Le média Construction 21 a publié un entretien avec Guillaume Dahringer, directeur technique de l’association FSC France, dont la mission est de permettre une gestion forestière responsable des forêts tout autour du monde. Ensemble, nous faisons le point sur l’intérêt du bois tropical pour le BTP, mais aussi sur la nécessité de le certifier.
On associe souvent bois tropicaux et déforestation. Qu’en est-il réellement ?
Guillaume Dahringer : C'est en fait l'agriculture qui est le principal vecteur de la déforestation. Nous perdons de vastes zones de forêts au profit de l'huile de palme, du soja et de l'élevage bovin parce que ces activités apportent malheureusement beaucoup plus de bénéfices économiques immédiats aux populations qu'une forêt, surtout si l'on considère qu'il faudrait ne pas l'exploiter.
Selon le WWF, l'une des solutions pour lutter contre la déforestation est d’opérer une gestion forestière durable ; c'est justement la vision que porte FSC. Il faut donner sa juste valeur (environnementale, humaine, sociale et économique) à la forêt pour pouvoir la conserver.
À combien estime-t-on la part de bois tropicaux certifiés (notamment FSC) ?
GD : Si l'on considère la quantité totale de bois importée par l'UE, seuls 30 % étaient certifiés en 2021, et depuis lors, aucune tendance à la hausse n'a été observée bien que la demande pour des bois certifiés FSC reste soutenue. Parmi tous les pays européens, la France se situerait à un niveau moyen d'importation de bois durable (29 %). Il y a donc encore beaucoup d’effort à faire tant du côté des entreprises que du côté des Etats !

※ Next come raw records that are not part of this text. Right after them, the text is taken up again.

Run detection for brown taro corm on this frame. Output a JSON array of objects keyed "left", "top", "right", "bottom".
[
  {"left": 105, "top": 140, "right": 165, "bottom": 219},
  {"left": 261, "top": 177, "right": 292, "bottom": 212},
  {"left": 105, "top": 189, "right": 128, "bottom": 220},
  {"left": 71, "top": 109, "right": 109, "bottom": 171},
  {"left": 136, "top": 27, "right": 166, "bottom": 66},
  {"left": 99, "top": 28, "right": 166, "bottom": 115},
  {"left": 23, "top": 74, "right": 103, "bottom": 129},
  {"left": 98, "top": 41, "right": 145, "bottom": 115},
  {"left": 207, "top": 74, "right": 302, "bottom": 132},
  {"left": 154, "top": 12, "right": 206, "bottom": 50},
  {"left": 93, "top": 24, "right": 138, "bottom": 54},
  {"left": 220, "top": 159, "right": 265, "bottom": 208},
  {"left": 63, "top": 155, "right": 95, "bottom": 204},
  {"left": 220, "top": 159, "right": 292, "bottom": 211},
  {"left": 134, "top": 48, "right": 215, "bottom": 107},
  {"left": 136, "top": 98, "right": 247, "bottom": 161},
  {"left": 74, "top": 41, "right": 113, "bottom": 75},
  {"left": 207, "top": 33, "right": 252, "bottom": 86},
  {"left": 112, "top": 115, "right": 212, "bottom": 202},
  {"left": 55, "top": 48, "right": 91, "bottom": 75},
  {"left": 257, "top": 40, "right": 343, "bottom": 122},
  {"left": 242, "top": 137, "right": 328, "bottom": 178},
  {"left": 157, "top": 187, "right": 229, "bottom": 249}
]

Un point d'étape sur l'utilisation du bois tropical dans le BTP en France, notamment en termes de parts et d’essences ?
GD : La France représente environ 20% des importations européennes de bois tropicaux, principalement en provenance d’Afrique et d’Amérique Latine.
Ils sont principalement utilisés pour les aménagements extérieurs — platelage, terrasses, aménagements paysagers — et la menuiserie — fenêtres, portes, contreplaqué pour l’aménagement intérieur. La demande continue à se concentrer malheureusement sur un petit nombre d’essences (ipé, sapelli, okoumé, iroko, etc.) malgré la grande diversité des forêts tropicales. L’évolution des réglementations internationales sur le commerce des espèces sauvages (CITES) fait cependant évoluer le marché du fait de la raréfaction de certaines de ces espèces.
Pourquoi le bois tropical est-il prisé dans le secteur du BTP ?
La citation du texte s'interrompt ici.